Plutarque naît vers 45 après JC. Son œuvre, comme sa vie, fut en quelque sorte placée sous le signe de la mixité, du croisement. Je m'explique. Plutarque est un grec, non de l'époque de la grandeur d'Athènes ou de Sparte, mais du temps de l'hégémonie romaine. Ayant vécu à Rome et étudié à Athènes, maîtrisant le grec et (dans une moindre mesure) le latin, il est comme un point de jonction entre les deux civilisations. Cette dualité se retrouve jusque dans la particularité de son œuvre, puisque les Vies Parallèles se construisent autour de couples de "biographies"; à chaque vie d'un héros grec, Plutarque associe celle d'un héros romain: Démosthène et Cicéron par exemple. Chaque couple de biographies est suivi d'une comparaison des deux vies, destinée à établir lequel des deux héros a été le plus vertueux. Car l'auteur est moins historien que philosophe. Les vies ont pour but certes d'instruire sur l'histoire, mais aussi et surtout de donner aux lecteurs des modèles de vertu.
Mais ces récits nous donnent plus largement à réfléchir sur les actions des hommes et sur l'histoire, car si les actes de vertu sont légion, les passages épiques font souvent place au tragique, tant sont nombreuses les vies qui s'achèvent sur de terribles revers de fortune. Ceux-ci étant le fruit tantôt de l'ambition démesurée des personnages, tantôt de leurs erreurs ou vices (par exemple la témérité de Marcellus), ou encore d'éléments parfaitement extérieurs, l'ouvrage nous donne autant de modèles à imiter que d'exemples à ne pas suivre.
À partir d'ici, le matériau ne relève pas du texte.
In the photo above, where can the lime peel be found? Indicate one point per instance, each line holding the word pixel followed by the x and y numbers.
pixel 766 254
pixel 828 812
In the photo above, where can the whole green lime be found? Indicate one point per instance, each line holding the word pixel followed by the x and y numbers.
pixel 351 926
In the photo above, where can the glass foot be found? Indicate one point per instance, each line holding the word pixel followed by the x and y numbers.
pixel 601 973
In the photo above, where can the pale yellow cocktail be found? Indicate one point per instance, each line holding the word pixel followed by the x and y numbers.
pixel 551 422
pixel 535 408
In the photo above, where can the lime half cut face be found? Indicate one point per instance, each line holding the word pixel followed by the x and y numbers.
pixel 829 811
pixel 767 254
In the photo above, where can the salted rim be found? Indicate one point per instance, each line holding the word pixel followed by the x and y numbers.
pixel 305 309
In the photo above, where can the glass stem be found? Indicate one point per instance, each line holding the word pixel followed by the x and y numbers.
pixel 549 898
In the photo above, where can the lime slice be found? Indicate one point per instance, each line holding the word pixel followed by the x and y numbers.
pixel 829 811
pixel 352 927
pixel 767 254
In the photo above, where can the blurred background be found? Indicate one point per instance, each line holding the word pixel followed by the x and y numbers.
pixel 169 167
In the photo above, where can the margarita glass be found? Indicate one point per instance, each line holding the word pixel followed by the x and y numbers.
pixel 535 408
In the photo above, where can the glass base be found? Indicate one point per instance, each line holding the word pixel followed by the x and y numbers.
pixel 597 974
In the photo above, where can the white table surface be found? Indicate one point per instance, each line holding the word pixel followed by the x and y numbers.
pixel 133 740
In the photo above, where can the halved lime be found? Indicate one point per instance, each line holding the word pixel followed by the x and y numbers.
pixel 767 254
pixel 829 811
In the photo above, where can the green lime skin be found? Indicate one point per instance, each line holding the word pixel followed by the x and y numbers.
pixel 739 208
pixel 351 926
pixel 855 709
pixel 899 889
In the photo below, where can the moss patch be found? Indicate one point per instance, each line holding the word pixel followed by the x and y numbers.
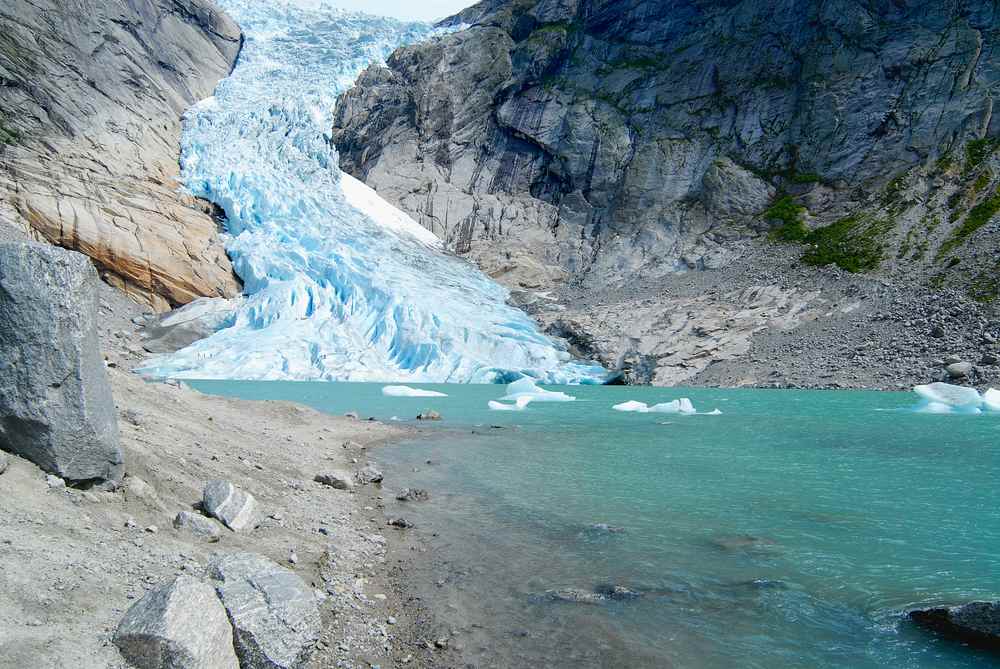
pixel 980 215
pixel 855 244
pixel 791 214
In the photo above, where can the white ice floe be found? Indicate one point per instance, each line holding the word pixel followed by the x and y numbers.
pixel 944 398
pixel 519 405
pixel 526 388
pixel 991 399
pixel 681 406
pixel 406 391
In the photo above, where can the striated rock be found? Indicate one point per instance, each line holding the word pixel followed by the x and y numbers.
pixel 199 526
pixel 976 623
pixel 56 407
pixel 181 624
pixel 336 479
pixel 273 611
pixel 235 508
pixel 413 495
pixel 368 475
pixel 89 126
pixel 959 370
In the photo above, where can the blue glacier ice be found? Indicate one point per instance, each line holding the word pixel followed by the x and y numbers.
pixel 339 285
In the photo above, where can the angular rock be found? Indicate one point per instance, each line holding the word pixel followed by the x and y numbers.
pixel 959 370
pixel 181 624
pixel 369 475
pixel 235 508
pixel 56 407
pixel 336 479
pixel 976 623
pixel 273 612
pixel 198 525
pixel 413 495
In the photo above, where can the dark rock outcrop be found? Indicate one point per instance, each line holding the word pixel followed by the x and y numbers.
pixel 56 407
pixel 589 153
pixel 91 95
pixel 977 623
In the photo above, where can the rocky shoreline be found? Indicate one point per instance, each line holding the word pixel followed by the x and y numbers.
pixel 76 558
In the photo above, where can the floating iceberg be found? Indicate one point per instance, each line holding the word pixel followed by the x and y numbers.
pixel 526 388
pixel 406 391
pixel 519 405
pixel 944 398
pixel 681 406
pixel 339 285
pixel 991 399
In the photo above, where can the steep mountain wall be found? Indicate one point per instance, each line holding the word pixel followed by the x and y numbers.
pixel 91 94
pixel 596 147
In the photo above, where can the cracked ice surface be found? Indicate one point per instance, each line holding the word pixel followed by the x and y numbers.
pixel 339 284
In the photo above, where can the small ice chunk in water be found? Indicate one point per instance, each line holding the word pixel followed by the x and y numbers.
pixel 682 406
pixel 519 405
pixel 632 405
pixel 946 398
pixel 991 399
pixel 526 388
pixel 406 391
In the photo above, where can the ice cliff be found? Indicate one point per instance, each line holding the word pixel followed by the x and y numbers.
pixel 339 285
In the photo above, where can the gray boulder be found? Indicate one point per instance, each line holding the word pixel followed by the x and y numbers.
pixel 976 623
pixel 235 508
pixel 336 479
pixel 56 407
pixel 273 611
pixel 181 625
pixel 198 525
pixel 959 370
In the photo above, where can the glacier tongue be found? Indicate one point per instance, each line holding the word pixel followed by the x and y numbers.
pixel 339 285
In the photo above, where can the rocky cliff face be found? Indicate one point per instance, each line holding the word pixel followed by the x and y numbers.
pixel 584 147
pixel 91 95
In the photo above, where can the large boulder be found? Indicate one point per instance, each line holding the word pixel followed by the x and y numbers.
pixel 181 625
pixel 56 407
pixel 273 611
pixel 976 623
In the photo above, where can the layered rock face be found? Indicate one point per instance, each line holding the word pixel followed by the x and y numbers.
pixel 91 95
pixel 598 144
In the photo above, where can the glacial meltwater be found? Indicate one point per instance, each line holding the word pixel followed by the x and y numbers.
pixel 791 530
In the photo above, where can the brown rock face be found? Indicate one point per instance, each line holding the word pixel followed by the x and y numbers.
pixel 91 95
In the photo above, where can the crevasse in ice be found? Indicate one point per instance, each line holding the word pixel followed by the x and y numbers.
pixel 339 285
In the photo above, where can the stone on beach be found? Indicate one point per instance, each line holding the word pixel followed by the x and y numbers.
pixel 198 525
pixel 181 624
pixel 273 612
pixel 413 495
pixel 235 508
pixel 369 475
pixel 336 478
pixel 976 623
pixel 56 407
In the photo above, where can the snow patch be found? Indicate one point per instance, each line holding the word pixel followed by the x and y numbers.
pixel 944 398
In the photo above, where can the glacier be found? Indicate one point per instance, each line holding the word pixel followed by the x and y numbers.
pixel 338 284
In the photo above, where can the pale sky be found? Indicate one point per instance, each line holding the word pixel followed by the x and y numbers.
pixel 424 10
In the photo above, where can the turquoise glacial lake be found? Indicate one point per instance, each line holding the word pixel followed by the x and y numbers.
pixel 790 531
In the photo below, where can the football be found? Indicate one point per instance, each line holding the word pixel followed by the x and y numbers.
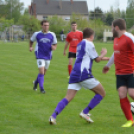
pixel 132 107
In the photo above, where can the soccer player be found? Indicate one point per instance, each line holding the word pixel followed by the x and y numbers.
pixel 72 39
pixel 81 76
pixel 123 58
pixel 46 43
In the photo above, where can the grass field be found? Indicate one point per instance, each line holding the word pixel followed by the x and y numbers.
pixel 24 111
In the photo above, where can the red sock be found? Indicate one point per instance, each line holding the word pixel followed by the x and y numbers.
pixel 69 69
pixel 126 108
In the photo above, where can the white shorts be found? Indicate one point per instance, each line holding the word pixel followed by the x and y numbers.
pixel 87 84
pixel 43 63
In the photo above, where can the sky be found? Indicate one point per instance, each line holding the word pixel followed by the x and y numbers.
pixel 103 4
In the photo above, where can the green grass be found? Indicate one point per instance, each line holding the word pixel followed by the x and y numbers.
pixel 24 111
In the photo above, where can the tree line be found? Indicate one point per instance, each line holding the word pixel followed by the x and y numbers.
pixel 13 12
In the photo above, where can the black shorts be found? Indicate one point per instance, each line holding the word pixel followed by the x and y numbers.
pixel 71 55
pixel 125 80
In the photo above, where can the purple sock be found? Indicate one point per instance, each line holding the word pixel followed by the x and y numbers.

On ne peut que regretter que plusieurs vies aient été perdues, surtout quand on sait que certaines concernaient de très grands personnages (au moins l'un des deux Scipion des guerres puniques par exemple). Mais l'ouvrage (du moins l'édition que nous en avons) comporte tout de même 48 vies, en moyenne de 25 à 35 pages (mais certaines en contiennent plus du double, notamment pour les personnages de l'époque des guerres civiles romaines).
Il y a donc de quoi lire, et la lecture des vies parallèles ravira tant les amateurs d'histoire, qui y trouveront, outre un récit succinct des évènements, de précieuses indications sur les rites et institutions (voir par exemple la vie de Lycurgue, riche en détails sur les institutions de Sparte), que les amateurs de philosophies morale et politique. Profitons-en pour ajouter que l'édition Quarto Gallimard (la seule que j'aie pu consulter), est très riche en notes de bas de page et informations complémentaires, qui viennent compléter un récit parfois approximatif, voire inexact.
Nous avons de nombreuses raisons de nous replonger dans ce monument d'écriture qui, plutôt délaissé de nos jours, a longtemps été un ouvrage de référence, notamment au XVIIIe siècle (il suffit de voir ce qu'en a dit Rousseau, ou l'utilisation qu'en a fait Montesquieu).